The panel commissioned by the CAA to examine the failure which led to flight cancellations or delays affecting 700,000 passengers reported the problem proved “more protracted than it might otherwise have been” due to senior engineers not being available on site over the bank holiday.
It also noted a failure “to rehearse” for such an incident.
The ‘progress report’ published on March 14 found it took an engineer 90 minutes to arrive on site, the most senior engineer on duty was not called for more than three hours and Nats waited four hours to call the software supplier for help.
The issue arose when Nats’ systems could not process a flight plan for a Los Angeles to Paris service which included identical abbreviations for two ‘waypoints’ on its route – Deauville in France and Devil’s Lake, North Dakota, both designated DVL.
Both Nats’ primary and secondary systems shut down as designed to do within 20 seconds of each other to prevent transfer of the ‘corrupt’ data.
But the problem flight plan remained in the queue for processing so each time the systems were restarted they immediately shut down again. This cycle only ended “with the assistance of [the] system supplier four hours after the event”.
The Airlines UK association declared the report “damning evidence that Nats’ basic resilience planning and procedures were wholly inadequate”.
However, the report also highlighted poor treatment of passengers by airlines, noting it’s “startling that an air traffic control problem which was fixed within seven hours caused so many cancellations and delays . . . for so long”.
The report found “a good deal of dissatisfaction with the speed, style and effectiveness of [Nats’] communications”, including delays in warnings and limited explanation of what was happening and how long the problem was likely to last, and it suggested: “This resulted in more severe impacts on passengers than was necessary.”
But it also found “evidence of some very poor examples of consumer care” and noted: “Some passengers were not repatriated until the end of the week.”
The CAA estimates more than 300,000 passengers suffered flight cancellations, 95,000 delays of more than three hours and 300,000 delays of up to three hours, with “the worst affected those already in airports”.
The report notes: “Many complained about the shortage of visible and informed staff at airports, and the absence of any clear airport announcements. There also seems to have been some misinformation about passenger rights.”
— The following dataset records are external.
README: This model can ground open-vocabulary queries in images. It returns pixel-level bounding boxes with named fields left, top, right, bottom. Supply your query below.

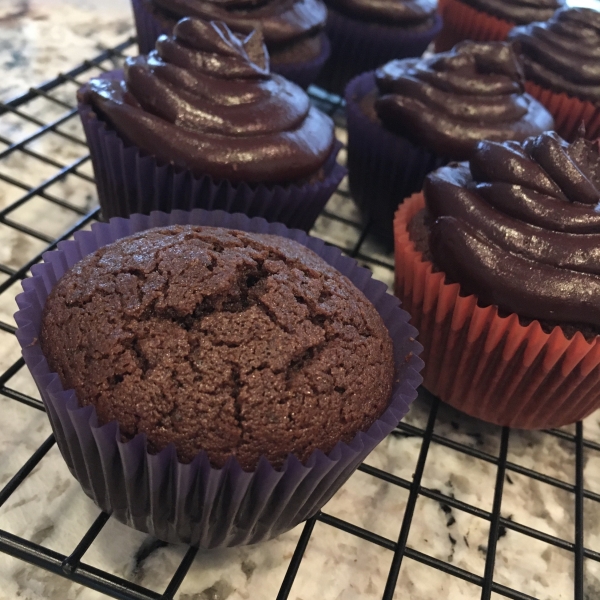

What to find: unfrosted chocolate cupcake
left=395, top=131, right=600, bottom=429
left=436, top=0, right=563, bottom=51
left=345, top=41, right=554, bottom=244
left=77, top=18, right=345, bottom=230
left=131, top=0, right=330, bottom=87
left=509, top=7, right=600, bottom=140
left=40, top=225, right=395, bottom=470
left=316, top=0, right=442, bottom=95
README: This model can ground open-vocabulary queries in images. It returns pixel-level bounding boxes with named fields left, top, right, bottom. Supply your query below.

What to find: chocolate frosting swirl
left=80, top=18, right=334, bottom=184
left=151, top=0, right=327, bottom=46
left=324, top=0, right=436, bottom=25
left=374, top=41, right=554, bottom=160
left=509, top=8, right=600, bottom=103
left=460, top=0, right=563, bottom=25
left=424, top=132, right=600, bottom=328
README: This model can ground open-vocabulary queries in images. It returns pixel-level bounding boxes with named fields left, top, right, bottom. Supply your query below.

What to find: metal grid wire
left=0, top=37, right=598, bottom=600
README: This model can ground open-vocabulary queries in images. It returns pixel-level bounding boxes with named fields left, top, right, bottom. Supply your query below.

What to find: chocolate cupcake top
left=40, top=225, right=395, bottom=470
left=78, top=18, right=335, bottom=184
left=151, top=0, right=327, bottom=46
left=424, top=131, right=600, bottom=328
left=374, top=41, right=554, bottom=160
left=509, top=7, right=600, bottom=103
left=459, top=0, right=563, bottom=25
left=325, top=0, right=436, bottom=25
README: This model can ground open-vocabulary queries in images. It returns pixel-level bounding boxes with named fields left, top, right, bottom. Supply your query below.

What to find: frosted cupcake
left=436, top=0, right=563, bottom=51
left=316, top=0, right=442, bottom=95
left=395, top=131, right=600, bottom=428
left=345, top=41, right=554, bottom=244
left=509, top=7, right=600, bottom=141
left=77, top=18, right=345, bottom=231
left=131, top=0, right=330, bottom=87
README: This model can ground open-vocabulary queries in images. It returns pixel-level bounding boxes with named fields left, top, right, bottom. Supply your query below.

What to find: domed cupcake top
left=324, top=0, right=436, bottom=25
left=459, top=0, right=563, bottom=25
left=151, top=0, right=327, bottom=45
left=79, top=18, right=334, bottom=184
left=374, top=41, right=554, bottom=159
left=40, top=225, right=395, bottom=470
left=424, top=131, right=600, bottom=327
left=509, top=7, right=600, bottom=103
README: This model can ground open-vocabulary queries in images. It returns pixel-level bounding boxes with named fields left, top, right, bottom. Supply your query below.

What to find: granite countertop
left=0, top=1, right=599, bottom=599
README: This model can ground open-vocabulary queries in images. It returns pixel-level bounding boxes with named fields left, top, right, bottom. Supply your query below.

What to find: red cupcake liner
left=435, top=0, right=514, bottom=52
left=77, top=70, right=346, bottom=232
left=15, top=209, right=423, bottom=548
left=131, top=0, right=330, bottom=88
left=345, top=72, right=447, bottom=247
left=394, top=193, right=600, bottom=429
left=318, top=7, right=442, bottom=96
left=524, top=81, right=600, bottom=142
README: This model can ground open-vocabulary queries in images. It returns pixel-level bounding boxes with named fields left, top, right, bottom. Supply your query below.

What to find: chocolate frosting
left=151, top=0, right=327, bottom=46
left=424, top=132, right=600, bottom=327
left=460, top=0, right=563, bottom=25
left=509, top=8, right=600, bottom=103
left=80, top=18, right=334, bottom=184
left=374, top=41, right=554, bottom=160
left=324, top=0, right=436, bottom=25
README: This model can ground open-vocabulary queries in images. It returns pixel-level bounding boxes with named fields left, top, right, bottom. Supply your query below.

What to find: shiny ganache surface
left=151, top=0, right=327, bottom=46
left=374, top=41, right=554, bottom=159
left=424, top=132, right=600, bottom=328
left=79, top=18, right=334, bottom=184
left=324, top=0, right=436, bottom=25
left=459, top=0, right=563, bottom=25
left=509, top=7, right=600, bottom=103
left=40, top=226, right=394, bottom=469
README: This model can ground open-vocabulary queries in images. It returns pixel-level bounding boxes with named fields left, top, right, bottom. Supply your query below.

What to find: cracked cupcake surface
left=40, top=226, right=394, bottom=470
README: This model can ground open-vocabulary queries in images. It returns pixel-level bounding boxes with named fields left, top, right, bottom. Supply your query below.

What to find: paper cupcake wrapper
left=268, top=32, right=331, bottom=90
left=394, top=193, right=600, bottom=429
left=345, top=72, right=447, bottom=247
left=524, top=81, right=600, bottom=143
left=15, top=209, right=423, bottom=548
left=77, top=72, right=346, bottom=232
left=435, top=0, right=514, bottom=52
left=131, top=0, right=329, bottom=88
left=317, top=8, right=442, bottom=95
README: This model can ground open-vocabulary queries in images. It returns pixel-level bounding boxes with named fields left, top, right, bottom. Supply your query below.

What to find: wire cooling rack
left=0, top=37, right=599, bottom=600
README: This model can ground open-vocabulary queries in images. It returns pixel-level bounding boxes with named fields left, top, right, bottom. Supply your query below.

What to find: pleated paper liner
left=15, top=209, right=423, bottom=548
left=77, top=72, right=346, bottom=232
left=317, top=8, right=442, bottom=96
left=394, top=193, right=600, bottom=429
left=131, top=0, right=329, bottom=88
left=434, top=0, right=514, bottom=52
left=524, top=81, right=600, bottom=142
left=345, top=72, right=447, bottom=248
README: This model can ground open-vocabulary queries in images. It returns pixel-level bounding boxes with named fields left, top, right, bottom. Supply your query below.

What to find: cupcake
left=77, top=18, right=345, bottom=231
left=345, top=41, right=554, bottom=245
left=436, top=0, right=563, bottom=52
left=509, top=7, right=600, bottom=142
left=394, top=131, right=600, bottom=429
left=16, top=210, right=423, bottom=547
left=131, top=0, right=330, bottom=88
left=315, top=0, right=442, bottom=95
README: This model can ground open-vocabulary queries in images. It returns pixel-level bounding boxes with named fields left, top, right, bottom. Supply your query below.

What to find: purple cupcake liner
left=270, top=32, right=330, bottom=90
left=345, top=72, right=448, bottom=247
left=15, top=209, right=423, bottom=548
left=131, top=0, right=169, bottom=54
left=131, top=0, right=329, bottom=88
left=316, top=8, right=442, bottom=95
left=77, top=71, right=346, bottom=232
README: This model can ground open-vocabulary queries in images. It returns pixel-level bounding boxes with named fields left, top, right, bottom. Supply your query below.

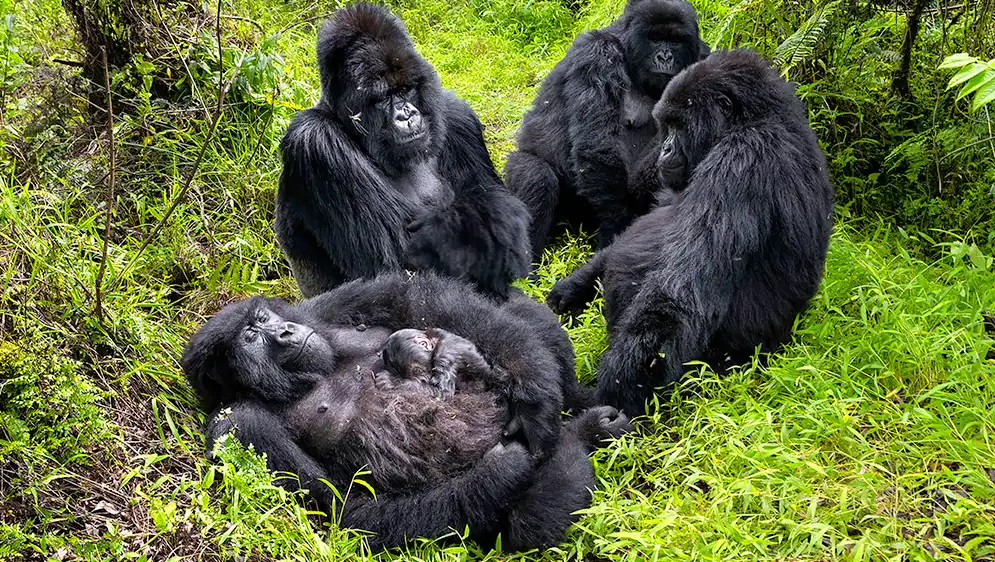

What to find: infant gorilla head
left=382, top=328, right=436, bottom=382
left=379, top=327, right=497, bottom=398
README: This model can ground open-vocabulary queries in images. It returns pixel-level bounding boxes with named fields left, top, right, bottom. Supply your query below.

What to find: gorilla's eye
left=255, top=311, right=270, bottom=324
left=243, top=327, right=258, bottom=342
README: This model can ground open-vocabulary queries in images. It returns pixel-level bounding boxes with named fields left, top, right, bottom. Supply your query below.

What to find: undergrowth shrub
left=0, top=341, right=112, bottom=466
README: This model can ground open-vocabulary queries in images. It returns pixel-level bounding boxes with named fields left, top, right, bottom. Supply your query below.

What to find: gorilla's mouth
left=659, top=164, right=686, bottom=181
left=398, top=130, right=428, bottom=144
left=290, top=329, right=314, bottom=365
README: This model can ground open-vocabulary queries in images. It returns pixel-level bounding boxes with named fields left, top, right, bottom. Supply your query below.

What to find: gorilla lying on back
left=182, top=273, right=621, bottom=551
left=505, top=0, right=709, bottom=261
left=277, top=3, right=529, bottom=299
left=548, top=50, right=835, bottom=415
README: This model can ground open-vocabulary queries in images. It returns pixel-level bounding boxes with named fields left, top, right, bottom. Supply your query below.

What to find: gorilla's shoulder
left=438, top=90, right=486, bottom=136
left=282, top=107, right=334, bottom=145
left=564, top=29, right=625, bottom=70
left=280, top=106, right=355, bottom=162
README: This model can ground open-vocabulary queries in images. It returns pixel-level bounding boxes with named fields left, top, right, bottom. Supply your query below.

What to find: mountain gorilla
left=276, top=3, right=529, bottom=299
left=547, top=50, right=835, bottom=416
left=378, top=328, right=498, bottom=398
left=182, top=273, right=621, bottom=551
left=505, top=0, right=709, bottom=262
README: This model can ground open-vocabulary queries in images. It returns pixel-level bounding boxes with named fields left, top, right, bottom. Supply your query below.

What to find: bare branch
left=111, top=0, right=240, bottom=291
left=94, top=46, right=116, bottom=326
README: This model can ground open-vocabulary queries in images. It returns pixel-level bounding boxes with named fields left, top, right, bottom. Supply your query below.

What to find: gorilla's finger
left=406, top=218, right=425, bottom=232
left=503, top=415, right=523, bottom=437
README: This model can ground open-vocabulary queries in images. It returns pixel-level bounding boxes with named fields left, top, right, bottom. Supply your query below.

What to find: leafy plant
left=773, top=0, right=842, bottom=76
left=940, top=53, right=995, bottom=112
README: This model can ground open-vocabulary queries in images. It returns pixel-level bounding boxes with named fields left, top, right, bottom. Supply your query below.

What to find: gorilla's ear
left=181, top=338, right=237, bottom=414
left=699, top=39, right=711, bottom=61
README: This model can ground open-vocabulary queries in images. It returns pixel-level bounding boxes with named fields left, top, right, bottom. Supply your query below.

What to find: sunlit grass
left=2, top=0, right=995, bottom=560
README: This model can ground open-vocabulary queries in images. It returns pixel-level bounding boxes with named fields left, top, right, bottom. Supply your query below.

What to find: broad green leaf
left=947, top=62, right=990, bottom=89
left=971, top=77, right=995, bottom=110
left=956, top=70, right=995, bottom=100
left=938, top=52, right=976, bottom=69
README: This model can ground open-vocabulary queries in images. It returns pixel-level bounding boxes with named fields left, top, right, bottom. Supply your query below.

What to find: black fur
left=182, top=273, right=619, bottom=552
left=505, top=0, right=708, bottom=261
left=547, top=50, right=835, bottom=415
left=276, top=3, right=529, bottom=299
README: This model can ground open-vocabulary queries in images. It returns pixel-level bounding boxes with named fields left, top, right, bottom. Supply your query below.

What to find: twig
left=94, top=46, right=116, bottom=326
left=1, top=26, right=8, bottom=129
left=51, top=58, right=85, bottom=68
left=153, top=0, right=211, bottom=121
left=221, top=14, right=265, bottom=35
left=242, top=82, right=280, bottom=170
left=943, top=134, right=995, bottom=159
left=110, top=0, right=237, bottom=291
left=275, top=11, right=337, bottom=37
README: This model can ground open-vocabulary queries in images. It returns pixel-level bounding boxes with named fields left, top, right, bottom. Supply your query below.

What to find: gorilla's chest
left=393, top=160, right=453, bottom=216
left=621, top=91, right=658, bottom=169
left=286, top=325, right=392, bottom=454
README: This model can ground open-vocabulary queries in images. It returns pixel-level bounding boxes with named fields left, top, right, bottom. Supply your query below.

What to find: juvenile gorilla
left=548, top=50, right=835, bottom=415
left=505, top=0, right=709, bottom=261
left=379, top=328, right=499, bottom=398
left=277, top=3, right=529, bottom=299
left=182, top=273, right=616, bottom=551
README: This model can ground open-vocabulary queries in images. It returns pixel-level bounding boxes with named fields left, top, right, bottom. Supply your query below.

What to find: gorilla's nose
left=660, top=140, right=675, bottom=160
left=396, top=103, right=418, bottom=120
left=405, top=112, right=423, bottom=131
left=654, top=50, right=674, bottom=70
left=278, top=322, right=296, bottom=341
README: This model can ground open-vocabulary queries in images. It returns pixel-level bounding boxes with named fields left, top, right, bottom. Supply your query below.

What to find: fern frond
left=711, top=0, right=763, bottom=50
left=774, top=0, right=842, bottom=75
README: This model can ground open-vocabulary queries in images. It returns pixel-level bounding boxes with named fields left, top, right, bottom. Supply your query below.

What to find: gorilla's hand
left=547, top=275, right=595, bottom=317
left=504, top=396, right=559, bottom=462
left=482, top=441, right=535, bottom=486
left=584, top=405, right=632, bottom=441
left=404, top=213, right=465, bottom=277
left=502, top=413, right=522, bottom=439
left=373, top=371, right=396, bottom=391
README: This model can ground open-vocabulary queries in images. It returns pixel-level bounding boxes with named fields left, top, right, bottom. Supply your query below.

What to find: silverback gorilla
left=182, top=273, right=623, bottom=551
left=505, top=0, right=709, bottom=261
left=547, top=50, right=835, bottom=415
left=276, top=4, right=530, bottom=299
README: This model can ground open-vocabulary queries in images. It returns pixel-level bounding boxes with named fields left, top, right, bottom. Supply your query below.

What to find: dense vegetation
left=1, top=0, right=994, bottom=560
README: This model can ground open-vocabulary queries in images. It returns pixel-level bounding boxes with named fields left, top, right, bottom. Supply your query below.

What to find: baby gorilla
left=378, top=328, right=503, bottom=398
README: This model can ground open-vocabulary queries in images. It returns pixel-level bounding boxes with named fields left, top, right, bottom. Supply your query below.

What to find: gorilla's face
left=653, top=55, right=740, bottom=187
left=330, top=37, right=445, bottom=170
left=382, top=328, right=437, bottom=380
left=623, top=0, right=707, bottom=98
left=182, top=297, right=338, bottom=408
left=235, top=305, right=331, bottom=376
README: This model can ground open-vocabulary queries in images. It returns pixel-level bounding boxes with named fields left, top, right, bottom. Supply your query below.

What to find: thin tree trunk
left=893, top=0, right=929, bottom=99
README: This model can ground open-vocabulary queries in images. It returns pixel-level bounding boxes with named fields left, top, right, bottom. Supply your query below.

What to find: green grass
left=2, top=0, right=995, bottom=561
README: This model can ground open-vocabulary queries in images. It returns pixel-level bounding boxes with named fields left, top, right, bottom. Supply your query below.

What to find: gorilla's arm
left=278, top=109, right=408, bottom=280
left=340, top=442, right=535, bottom=549
left=563, top=31, right=638, bottom=245
left=595, top=132, right=774, bottom=414
left=304, top=274, right=564, bottom=458
left=406, top=97, right=530, bottom=298
left=206, top=401, right=337, bottom=508
left=546, top=249, right=608, bottom=316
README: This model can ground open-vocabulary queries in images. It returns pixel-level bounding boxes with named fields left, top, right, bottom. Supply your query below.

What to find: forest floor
left=2, top=0, right=995, bottom=561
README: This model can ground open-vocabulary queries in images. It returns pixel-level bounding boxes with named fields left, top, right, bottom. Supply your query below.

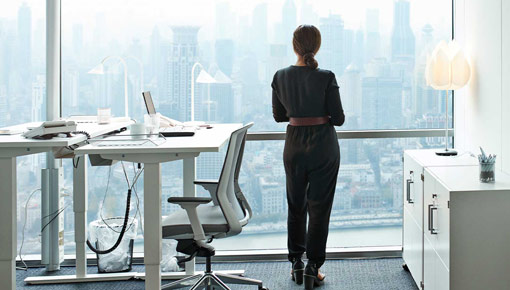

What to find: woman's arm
left=326, top=73, right=345, bottom=126
left=272, top=77, right=289, bottom=122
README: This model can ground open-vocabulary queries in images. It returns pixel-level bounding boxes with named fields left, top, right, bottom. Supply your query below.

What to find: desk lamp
left=426, top=40, right=471, bottom=156
left=89, top=56, right=129, bottom=119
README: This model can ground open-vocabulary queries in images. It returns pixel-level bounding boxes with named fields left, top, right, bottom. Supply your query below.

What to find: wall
left=454, top=0, right=510, bottom=172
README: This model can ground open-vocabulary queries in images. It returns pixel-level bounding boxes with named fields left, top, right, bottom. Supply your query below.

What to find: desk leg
left=183, top=157, right=196, bottom=275
left=0, top=157, right=16, bottom=290
left=73, top=156, right=88, bottom=278
left=145, top=163, right=162, bottom=290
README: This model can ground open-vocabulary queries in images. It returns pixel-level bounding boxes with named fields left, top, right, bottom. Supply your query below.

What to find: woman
left=271, top=25, right=345, bottom=289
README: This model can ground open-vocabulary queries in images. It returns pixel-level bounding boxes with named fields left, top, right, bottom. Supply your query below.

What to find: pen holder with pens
left=478, top=147, right=496, bottom=183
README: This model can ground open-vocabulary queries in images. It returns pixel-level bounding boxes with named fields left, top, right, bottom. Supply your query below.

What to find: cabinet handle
left=428, top=204, right=438, bottom=235
left=406, top=179, right=414, bottom=204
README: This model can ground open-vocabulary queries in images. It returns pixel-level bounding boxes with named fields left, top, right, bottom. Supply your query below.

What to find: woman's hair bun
left=303, top=52, right=318, bottom=69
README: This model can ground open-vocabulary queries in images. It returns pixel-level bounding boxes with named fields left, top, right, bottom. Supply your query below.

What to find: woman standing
left=271, top=25, right=345, bottom=289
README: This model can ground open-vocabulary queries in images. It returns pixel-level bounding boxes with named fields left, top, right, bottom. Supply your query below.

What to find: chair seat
left=162, top=204, right=229, bottom=239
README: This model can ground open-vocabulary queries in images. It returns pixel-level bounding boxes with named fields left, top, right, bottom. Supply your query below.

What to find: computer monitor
left=142, top=91, right=157, bottom=115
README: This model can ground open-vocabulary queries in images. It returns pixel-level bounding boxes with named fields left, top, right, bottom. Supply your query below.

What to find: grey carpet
left=16, top=258, right=418, bottom=289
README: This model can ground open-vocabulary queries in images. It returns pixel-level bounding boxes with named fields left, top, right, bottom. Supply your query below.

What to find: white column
left=73, top=156, right=88, bottom=278
left=182, top=157, right=196, bottom=275
left=144, top=163, right=162, bottom=290
left=43, top=0, right=63, bottom=271
left=0, top=157, right=16, bottom=290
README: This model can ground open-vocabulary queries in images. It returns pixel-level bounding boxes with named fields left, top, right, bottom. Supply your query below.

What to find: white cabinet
left=403, top=150, right=510, bottom=290
left=402, top=150, right=478, bottom=289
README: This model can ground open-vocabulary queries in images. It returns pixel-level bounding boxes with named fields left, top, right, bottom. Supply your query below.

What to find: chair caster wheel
left=402, top=263, right=410, bottom=272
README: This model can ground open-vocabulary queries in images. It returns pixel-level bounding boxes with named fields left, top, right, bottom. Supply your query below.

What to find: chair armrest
left=167, top=197, right=211, bottom=241
left=193, top=181, right=219, bottom=205
left=167, top=197, right=212, bottom=205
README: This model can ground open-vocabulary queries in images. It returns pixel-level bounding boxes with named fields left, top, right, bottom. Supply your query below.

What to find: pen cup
left=479, top=161, right=496, bottom=183
left=144, top=113, right=160, bottom=135
left=97, top=108, right=111, bottom=124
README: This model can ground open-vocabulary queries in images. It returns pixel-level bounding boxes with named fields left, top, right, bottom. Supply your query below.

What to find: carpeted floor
left=16, top=258, right=418, bottom=289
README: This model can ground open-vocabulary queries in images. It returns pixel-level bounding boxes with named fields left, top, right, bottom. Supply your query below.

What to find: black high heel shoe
left=304, top=263, right=325, bottom=289
left=291, top=258, right=304, bottom=285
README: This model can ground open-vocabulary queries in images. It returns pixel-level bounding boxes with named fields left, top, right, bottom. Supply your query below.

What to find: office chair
left=161, top=123, right=268, bottom=290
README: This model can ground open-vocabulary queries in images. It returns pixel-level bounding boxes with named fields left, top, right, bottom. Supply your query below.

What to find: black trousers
left=284, top=123, right=340, bottom=268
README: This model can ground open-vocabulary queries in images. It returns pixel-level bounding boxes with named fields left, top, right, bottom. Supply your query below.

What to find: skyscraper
left=215, top=1, right=234, bottom=39
left=17, top=3, right=32, bottom=82
left=215, top=39, right=234, bottom=77
left=362, top=76, right=403, bottom=129
left=282, top=0, right=297, bottom=60
left=391, top=0, right=416, bottom=62
left=318, top=14, right=344, bottom=75
left=252, top=3, right=268, bottom=61
left=365, top=8, right=381, bottom=62
left=165, top=26, right=200, bottom=121
left=298, top=0, right=318, bottom=25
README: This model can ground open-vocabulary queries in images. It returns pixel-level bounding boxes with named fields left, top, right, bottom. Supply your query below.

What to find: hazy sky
left=1, top=0, right=452, bottom=43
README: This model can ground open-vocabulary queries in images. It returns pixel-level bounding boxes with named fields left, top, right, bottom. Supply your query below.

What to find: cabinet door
left=435, top=255, right=450, bottom=290
left=403, top=206, right=423, bottom=288
left=403, top=155, right=423, bottom=226
left=403, top=154, right=424, bottom=288
left=424, top=234, right=436, bottom=290
left=423, top=170, right=437, bottom=289
left=434, top=182, right=450, bottom=268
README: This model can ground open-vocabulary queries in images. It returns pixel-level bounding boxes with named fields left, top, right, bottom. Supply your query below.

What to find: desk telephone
left=23, top=120, right=79, bottom=139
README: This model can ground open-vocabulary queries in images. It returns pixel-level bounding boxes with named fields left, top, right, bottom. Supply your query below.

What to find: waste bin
left=89, top=217, right=138, bottom=273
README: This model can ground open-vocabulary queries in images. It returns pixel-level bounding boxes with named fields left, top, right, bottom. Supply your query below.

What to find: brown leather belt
left=289, top=116, right=330, bottom=126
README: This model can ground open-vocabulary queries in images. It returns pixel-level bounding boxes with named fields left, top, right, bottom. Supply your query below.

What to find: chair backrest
left=215, top=122, right=253, bottom=236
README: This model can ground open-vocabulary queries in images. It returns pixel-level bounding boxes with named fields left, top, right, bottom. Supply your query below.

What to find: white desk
left=26, top=124, right=242, bottom=289
left=0, top=120, right=133, bottom=290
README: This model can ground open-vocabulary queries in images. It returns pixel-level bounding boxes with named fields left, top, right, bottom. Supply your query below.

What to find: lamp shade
left=425, top=40, right=471, bottom=90
left=88, top=63, right=105, bottom=75
left=195, top=69, right=216, bottom=84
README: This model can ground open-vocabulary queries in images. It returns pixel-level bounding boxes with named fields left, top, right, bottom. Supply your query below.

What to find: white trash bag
left=161, top=239, right=179, bottom=272
left=89, top=217, right=138, bottom=273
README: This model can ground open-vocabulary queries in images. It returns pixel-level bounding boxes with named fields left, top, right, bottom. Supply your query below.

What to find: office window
left=0, top=1, right=46, bottom=255
left=60, top=0, right=452, bottom=253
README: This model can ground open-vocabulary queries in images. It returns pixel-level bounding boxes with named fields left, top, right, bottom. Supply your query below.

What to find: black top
left=271, top=66, right=345, bottom=126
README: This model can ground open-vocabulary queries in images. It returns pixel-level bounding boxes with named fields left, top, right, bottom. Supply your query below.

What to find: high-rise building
left=414, top=24, right=440, bottom=117
left=165, top=26, right=200, bottom=121
left=72, top=24, right=83, bottom=58
left=318, top=14, right=344, bottom=75
left=17, top=3, right=32, bottom=82
left=282, top=0, right=297, bottom=60
left=391, top=0, right=416, bottom=63
left=365, top=8, right=381, bottom=62
left=215, top=39, right=234, bottom=77
left=31, top=75, right=45, bottom=122
left=298, top=0, right=318, bottom=25
left=215, top=1, right=234, bottom=39
left=340, top=64, right=362, bottom=120
left=362, top=76, right=403, bottom=129
left=252, top=3, right=268, bottom=61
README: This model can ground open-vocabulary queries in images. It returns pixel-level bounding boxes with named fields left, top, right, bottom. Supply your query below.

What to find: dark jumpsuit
left=271, top=65, right=345, bottom=268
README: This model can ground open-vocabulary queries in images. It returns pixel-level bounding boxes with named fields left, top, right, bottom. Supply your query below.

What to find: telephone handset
left=160, top=115, right=183, bottom=127
left=23, top=120, right=78, bottom=139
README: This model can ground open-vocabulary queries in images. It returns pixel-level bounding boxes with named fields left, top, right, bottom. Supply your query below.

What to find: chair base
left=161, top=256, right=267, bottom=290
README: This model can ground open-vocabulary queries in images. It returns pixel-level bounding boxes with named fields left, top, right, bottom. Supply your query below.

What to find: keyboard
left=160, top=126, right=196, bottom=137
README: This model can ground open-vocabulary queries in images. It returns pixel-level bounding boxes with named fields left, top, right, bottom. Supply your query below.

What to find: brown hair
left=292, top=25, right=321, bottom=69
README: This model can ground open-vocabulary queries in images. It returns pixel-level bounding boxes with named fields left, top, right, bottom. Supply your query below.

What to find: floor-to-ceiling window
left=0, top=1, right=47, bottom=257
left=58, top=0, right=453, bottom=254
It concludes “several factors” delayed “identification and rectification of the failure”, including the fact that there was “no single post-holder with accountability for overall management of the incident”, and there was “a lack of clear documentation identifying system connectivity”.
Crucially, the review panel found it was “common practice on public holidays for staff to be available on standby” when “major operations, such as a full system restart, cannot be performed remotely”.
The report also identified “a significant lack of pre-planning and coordination for major events and incidents”.
It noted: “There does not appear to have been any multi-agency rehearsal of the management of an incident of this nature and scale.”
Although it suggests a recurrence is “highly unlikely”, it warned: “A different set of factors could create a similar scenario without improvements to resilience planning.”
The final report due out later this year will “consider how well” CAA guidance on the treatment of passengers was followed by airlines and airports. It is expected to recommend greater oversight of Nats by the CAA.